As the policy was described yesterday, this payroll tax cut goes entirely to the worker.  This increases work incentives, but the main motivation is probably to increase take-home pay, consumer spending, and aggregate demand.  CEA chair Austan Goolsbee recently said, “We’re not saying that our long-term recovery ought to be built on trying to increase consumer spending.”  Maybe not, but the plans for short-run recovery are very definitely consumption-based.

An alternative would have been to reduce the employer’s share of the payroll tax, at least to some degree.  Given a sticky wage, this policy would have reduced the cost of hiring and, to the extent labor demand curves slope downward, increased employment.  It would also have increased business cash-flow and, to the extent that firms are cash-constrained, increased business investment.

I should note that, as part of the deal, the President also got his proposal to allow businesses to expense investment spending.  As I have said previously, this is a good idea, but the impact is likely to be modest.

Sep 222010

A reader asks the following about Larry Summers:

The media is saying that Larry is leaving the White House in part because his leave from Harvard is almost up and if he stayed away longer, he’d have to reapply for tenure. From your own experience, is that probably true? I thought universities routinely relaxed such policies for star academics like you and Larry. Also, how prestigious is it to be a university professor?

Different universities have different policies regarding faculty leave for policy jobs, and different degrees of enforcement. Harvard allows two years of leave, and it has the reputation of enforcing the rule rather strictly. I can imagine that Larry could have negotiated an extra semester of leave, but I would have been surprised if the university had extended his leave much beyond that. (FYI, I left my CEA job in February 2005 after being in Washington for precisely two years.)

Also, being a university professor is quite a good deal.  Top pay with maximum flexibility regarding teaching etc.  As I understand it, you do pretty much whatever you want.

Would Larry have been rehired by Harvard if he resigned and stayed another couple of years in Washington?  Unclear.  The pro case for rehiring would be that Larry is one of the smartest guys around and has a great deal of fascinating experience to share with students.  The con case would be that he has been out of the academic research game for quite a while and that in a time of reduced financial resources, faculty slots should be devoted to younger scholars rather than potentially extinct volcanoes.  Ironically, if Larry were on the faculty voting on this matter, the con case is the kind of argument he might have made.

So, while I am sure that Larry’s decision had various inputs, Harvard’s leave policy was very plausibly one of them.
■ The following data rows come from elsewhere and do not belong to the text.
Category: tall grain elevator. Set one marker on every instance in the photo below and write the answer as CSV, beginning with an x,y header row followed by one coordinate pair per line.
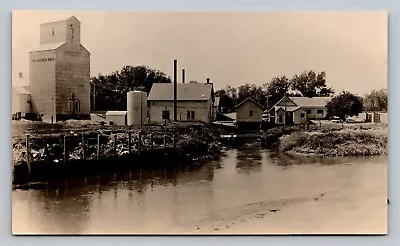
x,y
59,72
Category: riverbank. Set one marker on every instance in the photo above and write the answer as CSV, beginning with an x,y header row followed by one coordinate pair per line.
x,y
331,140
68,147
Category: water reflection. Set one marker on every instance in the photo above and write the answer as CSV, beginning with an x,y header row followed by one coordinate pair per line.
x,y
162,199
249,160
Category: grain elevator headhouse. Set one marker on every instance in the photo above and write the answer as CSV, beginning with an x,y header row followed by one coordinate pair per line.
x,y
60,72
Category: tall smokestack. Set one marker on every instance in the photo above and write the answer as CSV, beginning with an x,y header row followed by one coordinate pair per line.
x,y
175,90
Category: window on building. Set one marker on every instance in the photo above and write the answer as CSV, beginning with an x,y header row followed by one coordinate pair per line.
x,y
165,115
190,115
74,106
77,106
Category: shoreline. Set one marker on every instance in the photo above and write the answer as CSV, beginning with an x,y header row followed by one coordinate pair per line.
x,y
352,141
93,149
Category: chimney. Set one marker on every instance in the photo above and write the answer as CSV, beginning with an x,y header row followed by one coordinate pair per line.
x,y
175,90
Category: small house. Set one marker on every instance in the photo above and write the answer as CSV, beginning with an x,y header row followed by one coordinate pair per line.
x,y
21,102
118,118
249,114
216,108
299,110
194,102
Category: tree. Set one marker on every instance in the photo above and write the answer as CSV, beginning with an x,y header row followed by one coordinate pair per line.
x,y
311,84
344,105
111,90
376,100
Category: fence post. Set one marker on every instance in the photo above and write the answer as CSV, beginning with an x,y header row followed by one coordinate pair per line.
x,y
28,152
165,142
45,148
129,142
83,147
65,159
140,141
98,146
115,144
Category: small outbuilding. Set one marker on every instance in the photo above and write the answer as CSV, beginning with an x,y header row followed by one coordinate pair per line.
x,y
118,118
249,114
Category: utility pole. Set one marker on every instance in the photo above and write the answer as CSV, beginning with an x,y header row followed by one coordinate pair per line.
x,y
94,98
268,96
175,90
285,109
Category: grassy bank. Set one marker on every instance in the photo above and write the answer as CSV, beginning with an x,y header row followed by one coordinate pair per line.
x,y
194,139
336,142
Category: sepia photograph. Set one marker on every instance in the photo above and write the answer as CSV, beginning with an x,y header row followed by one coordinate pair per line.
x,y
199,123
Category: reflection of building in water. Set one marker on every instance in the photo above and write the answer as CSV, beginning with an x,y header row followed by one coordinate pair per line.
x,y
59,74
248,160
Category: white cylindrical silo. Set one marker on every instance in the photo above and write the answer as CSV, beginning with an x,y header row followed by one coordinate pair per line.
x,y
137,108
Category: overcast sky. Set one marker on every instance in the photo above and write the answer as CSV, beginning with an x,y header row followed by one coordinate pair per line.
x,y
230,48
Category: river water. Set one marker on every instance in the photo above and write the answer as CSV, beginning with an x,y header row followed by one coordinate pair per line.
x,y
235,194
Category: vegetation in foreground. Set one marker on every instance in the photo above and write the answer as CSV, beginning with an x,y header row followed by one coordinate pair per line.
x,y
197,139
342,142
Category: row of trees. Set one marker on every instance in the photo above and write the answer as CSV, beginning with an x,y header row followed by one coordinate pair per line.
x,y
307,84
111,90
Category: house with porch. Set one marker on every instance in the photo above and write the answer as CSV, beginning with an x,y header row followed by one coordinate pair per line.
x,y
299,110
249,114
194,102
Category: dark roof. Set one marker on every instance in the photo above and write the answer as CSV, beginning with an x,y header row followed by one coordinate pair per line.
x,y
247,99
311,101
49,46
22,90
60,20
185,92
216,101
289,108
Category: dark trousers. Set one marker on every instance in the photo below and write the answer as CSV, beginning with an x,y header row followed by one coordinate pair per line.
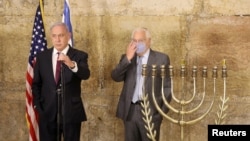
x,y
135,126
48,131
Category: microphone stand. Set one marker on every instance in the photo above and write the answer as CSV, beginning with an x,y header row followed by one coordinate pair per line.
x,y
60,105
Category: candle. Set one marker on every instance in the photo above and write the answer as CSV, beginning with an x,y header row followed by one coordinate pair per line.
x,y
183,62
224,62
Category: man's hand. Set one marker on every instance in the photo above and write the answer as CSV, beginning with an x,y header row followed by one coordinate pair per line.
x,y
131,50
66,60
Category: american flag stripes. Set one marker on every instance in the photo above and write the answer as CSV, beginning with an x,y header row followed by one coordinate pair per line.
x,y
38,44
66,19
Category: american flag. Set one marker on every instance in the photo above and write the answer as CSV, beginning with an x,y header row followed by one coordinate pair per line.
x,y
66,19
38,44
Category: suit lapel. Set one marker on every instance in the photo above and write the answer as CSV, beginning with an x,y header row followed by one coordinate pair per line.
x,y
151,61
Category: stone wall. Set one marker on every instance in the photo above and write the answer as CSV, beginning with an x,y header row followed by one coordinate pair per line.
x,y
203,32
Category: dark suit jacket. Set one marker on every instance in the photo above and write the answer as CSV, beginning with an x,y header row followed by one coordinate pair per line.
x,y
44,87
126,72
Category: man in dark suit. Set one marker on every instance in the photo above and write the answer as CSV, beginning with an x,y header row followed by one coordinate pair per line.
x,y
60,99
129,71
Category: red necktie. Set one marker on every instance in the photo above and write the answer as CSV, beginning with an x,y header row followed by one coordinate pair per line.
x,y
58,68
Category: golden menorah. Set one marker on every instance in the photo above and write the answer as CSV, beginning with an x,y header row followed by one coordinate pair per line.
x,y
182,111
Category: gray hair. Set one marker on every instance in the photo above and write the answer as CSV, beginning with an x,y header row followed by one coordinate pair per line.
x,y
59,24
148,36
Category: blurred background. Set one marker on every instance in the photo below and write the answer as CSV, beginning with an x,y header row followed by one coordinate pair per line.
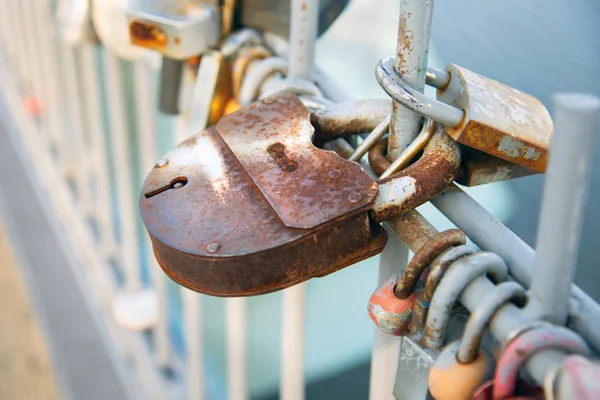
x,y
50,344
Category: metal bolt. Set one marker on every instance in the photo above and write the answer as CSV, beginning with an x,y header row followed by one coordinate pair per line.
x,y
354,197
213,247
335,174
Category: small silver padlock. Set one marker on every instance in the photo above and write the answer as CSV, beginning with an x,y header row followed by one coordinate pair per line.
x,y
175,30
463,365
480,113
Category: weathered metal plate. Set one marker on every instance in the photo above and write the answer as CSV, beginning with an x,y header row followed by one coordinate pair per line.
x,y
500,120
214,231
305,185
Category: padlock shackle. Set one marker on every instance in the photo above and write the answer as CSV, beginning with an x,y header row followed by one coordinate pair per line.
x,y
407,282
520,349
350,117
413,99
418,183
481,317
458,276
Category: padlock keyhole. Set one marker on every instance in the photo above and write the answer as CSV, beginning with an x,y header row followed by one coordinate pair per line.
x,y
176,183
277,153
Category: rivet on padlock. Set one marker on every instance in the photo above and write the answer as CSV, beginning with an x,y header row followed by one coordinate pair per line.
x,y
519,350
483,114
390,306
463,365
243,180
455,280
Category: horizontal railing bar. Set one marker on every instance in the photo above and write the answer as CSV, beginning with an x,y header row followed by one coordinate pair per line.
x,y
490,234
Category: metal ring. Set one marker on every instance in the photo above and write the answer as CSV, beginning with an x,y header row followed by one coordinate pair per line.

I can also say that ec 10 students will likely be among the beneficiaries of Larry’s return.  Larry was a regular guest lecturer in the course, and his lectures were always well received.   He does a great job illustrating the connections between economic theory and economic reality.

Aug 062010

CEA Chair Christy Romer is leaving the White House.

From my own experience in that job, I know she must be experiencing mixed emotions.  On the one hand,  it is an exhilarating experience to be a member of a White House team, a part of history, and the leader of a staff of smart, hard-working economists at the CEA.  On the other hand, in jobs like this, one loses a great deal of autonomy.  People who choose academia as a career often do so because they enjoy the personal and intellectual freedom it offers.  Having spent two years without it, I appreciate that freedom all the more.  I bet Christy will feel the same, after she recovers from Beltway decompression.